U nas jabłko zapiera niestety. Po śliwkach też kupa była twarda, więc Julka chyba jakaś dziwna jest ;-)
Też się turlamy, robimy mostek, podciągamy się o wszystko co się da żeby tylko usiąść. Z siedzeniem to jest różnie. Jak się ma czego trzymać to siedzi ładnie, a jak ma siedzieć sama to chwilkę posiedzi i zaraz ląduje na brzuszku :-)
Ach no i pełzamy w kółko :-)
 
reklama
Witam
Moja Zosia urodziła się 14 stycznia i ważyła 4110 kg.. Przez 4 miesiące walczyłyśmy z bioderkami i w ubiegłym miesiącu wszystko było ok.
Mała ma już od miesiąca dwa ząbki. Na razie przewraca się z plecków na brzuszek (odwrotnie jeszcze jakoś jej nie wychodzi). Ostatnio nawet pełzała. jednak nie raczkuje. Trzymana za rączki podnosi się do pozycji siedzącej i ładnie siedzi u mnie na kolankach, jednak sama jeszcze nie. Uwielbia się bawić swoimi skarpetkami.

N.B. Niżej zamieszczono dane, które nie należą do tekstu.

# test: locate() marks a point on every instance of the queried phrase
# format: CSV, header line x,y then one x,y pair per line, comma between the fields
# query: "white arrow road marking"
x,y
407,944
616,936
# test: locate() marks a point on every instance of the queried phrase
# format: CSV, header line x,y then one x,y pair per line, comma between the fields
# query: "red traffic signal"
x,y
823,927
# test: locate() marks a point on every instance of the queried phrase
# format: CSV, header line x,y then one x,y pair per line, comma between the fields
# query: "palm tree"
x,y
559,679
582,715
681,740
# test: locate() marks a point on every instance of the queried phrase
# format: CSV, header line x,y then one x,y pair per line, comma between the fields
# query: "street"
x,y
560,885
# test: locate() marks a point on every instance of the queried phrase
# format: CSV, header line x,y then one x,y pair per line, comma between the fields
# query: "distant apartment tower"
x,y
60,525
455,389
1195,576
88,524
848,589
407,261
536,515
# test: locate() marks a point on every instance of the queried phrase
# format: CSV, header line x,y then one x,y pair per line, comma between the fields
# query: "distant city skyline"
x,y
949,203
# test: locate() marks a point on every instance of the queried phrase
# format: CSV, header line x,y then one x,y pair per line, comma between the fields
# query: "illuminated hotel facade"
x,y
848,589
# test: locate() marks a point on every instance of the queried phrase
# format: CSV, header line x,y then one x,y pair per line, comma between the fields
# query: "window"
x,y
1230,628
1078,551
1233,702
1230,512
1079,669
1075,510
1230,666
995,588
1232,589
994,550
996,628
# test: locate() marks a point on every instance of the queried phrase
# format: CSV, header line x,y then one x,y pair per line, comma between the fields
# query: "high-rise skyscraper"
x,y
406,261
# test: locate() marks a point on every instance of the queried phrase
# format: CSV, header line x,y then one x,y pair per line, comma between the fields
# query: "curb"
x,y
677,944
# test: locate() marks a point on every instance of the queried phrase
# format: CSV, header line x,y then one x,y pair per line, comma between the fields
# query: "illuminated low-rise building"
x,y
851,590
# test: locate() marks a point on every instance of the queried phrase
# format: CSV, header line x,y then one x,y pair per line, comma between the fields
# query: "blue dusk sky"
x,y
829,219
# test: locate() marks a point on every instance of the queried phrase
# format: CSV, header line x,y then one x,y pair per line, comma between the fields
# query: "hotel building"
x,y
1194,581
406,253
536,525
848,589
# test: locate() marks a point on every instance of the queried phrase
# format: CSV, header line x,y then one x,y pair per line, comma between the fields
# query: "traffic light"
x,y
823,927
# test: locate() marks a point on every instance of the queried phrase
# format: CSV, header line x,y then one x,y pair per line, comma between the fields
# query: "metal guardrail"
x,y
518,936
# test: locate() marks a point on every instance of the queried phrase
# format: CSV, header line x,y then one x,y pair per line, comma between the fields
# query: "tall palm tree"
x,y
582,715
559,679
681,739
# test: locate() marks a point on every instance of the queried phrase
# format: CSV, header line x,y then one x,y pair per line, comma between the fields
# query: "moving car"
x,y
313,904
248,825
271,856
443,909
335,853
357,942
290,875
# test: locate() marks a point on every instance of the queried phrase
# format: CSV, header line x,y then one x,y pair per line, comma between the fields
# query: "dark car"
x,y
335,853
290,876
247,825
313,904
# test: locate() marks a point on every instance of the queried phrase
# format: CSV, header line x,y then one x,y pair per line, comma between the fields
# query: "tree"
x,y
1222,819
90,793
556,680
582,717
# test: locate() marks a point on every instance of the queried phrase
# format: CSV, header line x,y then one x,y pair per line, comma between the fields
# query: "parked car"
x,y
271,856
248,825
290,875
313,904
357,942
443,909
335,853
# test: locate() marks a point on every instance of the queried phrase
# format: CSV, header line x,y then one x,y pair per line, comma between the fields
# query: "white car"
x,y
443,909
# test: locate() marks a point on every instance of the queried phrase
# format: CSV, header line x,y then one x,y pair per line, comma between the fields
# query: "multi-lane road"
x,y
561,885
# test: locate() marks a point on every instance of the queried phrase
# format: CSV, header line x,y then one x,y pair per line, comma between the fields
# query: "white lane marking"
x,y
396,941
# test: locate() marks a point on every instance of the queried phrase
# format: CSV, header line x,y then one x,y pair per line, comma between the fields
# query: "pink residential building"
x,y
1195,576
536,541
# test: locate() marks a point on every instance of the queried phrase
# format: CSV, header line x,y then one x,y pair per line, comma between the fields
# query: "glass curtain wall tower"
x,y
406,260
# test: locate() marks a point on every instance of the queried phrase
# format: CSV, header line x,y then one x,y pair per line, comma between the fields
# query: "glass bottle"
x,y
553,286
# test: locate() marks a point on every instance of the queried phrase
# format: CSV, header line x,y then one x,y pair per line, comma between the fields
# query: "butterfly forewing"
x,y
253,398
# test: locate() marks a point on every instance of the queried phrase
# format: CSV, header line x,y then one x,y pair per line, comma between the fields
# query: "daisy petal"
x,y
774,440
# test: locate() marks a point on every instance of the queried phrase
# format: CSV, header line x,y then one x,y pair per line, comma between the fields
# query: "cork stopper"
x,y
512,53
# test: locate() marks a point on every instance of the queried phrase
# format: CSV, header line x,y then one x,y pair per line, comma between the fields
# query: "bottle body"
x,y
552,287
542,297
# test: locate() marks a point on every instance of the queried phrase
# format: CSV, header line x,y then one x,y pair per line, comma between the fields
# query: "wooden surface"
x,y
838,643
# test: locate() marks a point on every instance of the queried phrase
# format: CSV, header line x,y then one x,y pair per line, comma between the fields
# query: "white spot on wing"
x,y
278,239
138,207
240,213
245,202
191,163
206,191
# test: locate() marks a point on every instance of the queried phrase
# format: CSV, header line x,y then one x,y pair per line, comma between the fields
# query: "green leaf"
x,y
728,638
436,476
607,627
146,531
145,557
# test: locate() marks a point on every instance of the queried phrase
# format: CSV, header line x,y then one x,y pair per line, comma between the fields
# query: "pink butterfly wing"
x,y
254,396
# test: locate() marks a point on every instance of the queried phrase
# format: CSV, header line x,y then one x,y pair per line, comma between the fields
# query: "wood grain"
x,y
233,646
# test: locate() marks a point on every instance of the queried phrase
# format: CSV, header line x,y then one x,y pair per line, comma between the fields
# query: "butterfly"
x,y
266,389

Je praktycznie wszystko. Uwielbia buraczki, a z owoców nie lubi banana i moreli. Do picia podaję jej herbatki, bo wody nie chce.
Do zupek dodaję łyżeczkę oliwy z oliwek, wcześniej to było masło.
Łóżeczko zamieniłyśmy już dawno na łóżeczko turystyczne. Zosia strasznie denerwowała się leżąc w zwykłym, bo jak się przekręciła to od razu szczebelki były... a tutaj pełen luz. Jednak martwi mnie to że może zacząć później się podnosić, bo nie będzie miała zbytnio się czego chwytać.
Ze spacerkami nie ma problemu, podobnie ze spaniem. W dzień śpi 2-3 razy. Noc też przesypia, ale karmię ją na śpiąco zanim położę się spać. niewiem czy dobrze robię? Co wy na to?